The Indonesian government has tackled COVID-19 and other disorders, but more has to be done. To defend itself from new textile import restrictions imposed by special interest groups, it must repeal existing ones. The COVID-19 outbreak is not the only thing putting strain on Indonesia’s textile industry. For example, over 80% of raw materials used in Vietnam are imported. Indonesian textile exports have grown more competitive, at least in part, due to the country’s tight regulations. The government has vowed to provide financial help to persons who have been laid off or have lost their jobs.
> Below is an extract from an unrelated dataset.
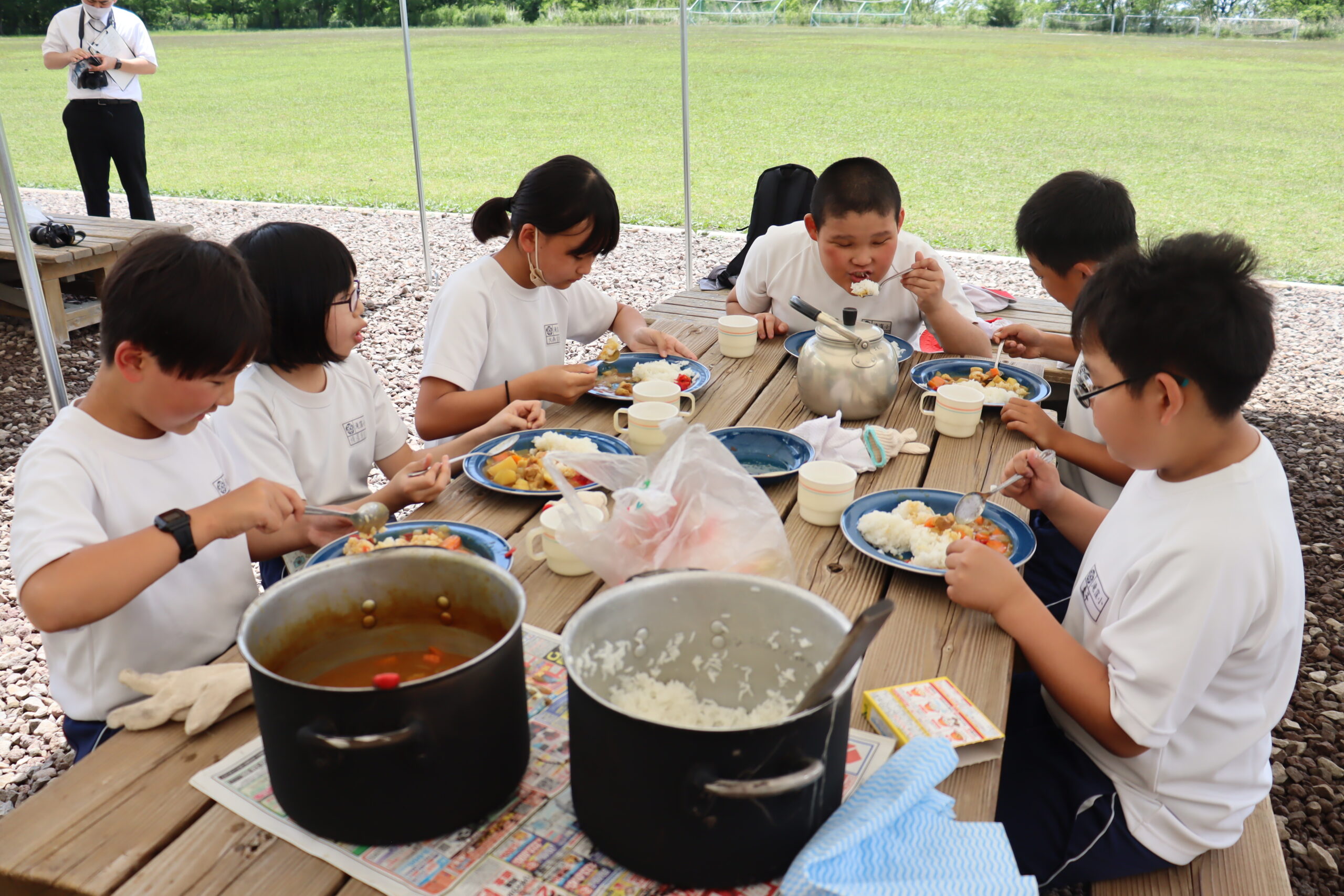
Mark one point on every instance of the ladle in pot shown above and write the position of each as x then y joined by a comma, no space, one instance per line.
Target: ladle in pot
850,652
Pandemics, like COVID-19, have consequences not just for the government but also for the textile industry. The legal system, law enforcement, and interpersonal interactions are only a few examples. The COVID-19 outbreak has influenced the clothing industry and the rising global economy. One major cause of concern is that it had little impact on the manufacturing sector’s economic performance.
This case study investigated how the COVID-19 epidemic has impacted cooperatives in Indonesia. The effect of the outbreak on the operations of KSPs in Indonesia was analysed using literature and survey data. The areas of development that were studied were lower turnover and total savings, more loan applications, and fewer members. This research has proved beneficial to the country’s textile and garment industry. Fashinza, the B2B clothing manufacturing platform, assists you with the case study Indonesia Clothing pulled through the Pandemic. Keep this case study handy for legal assistance and references!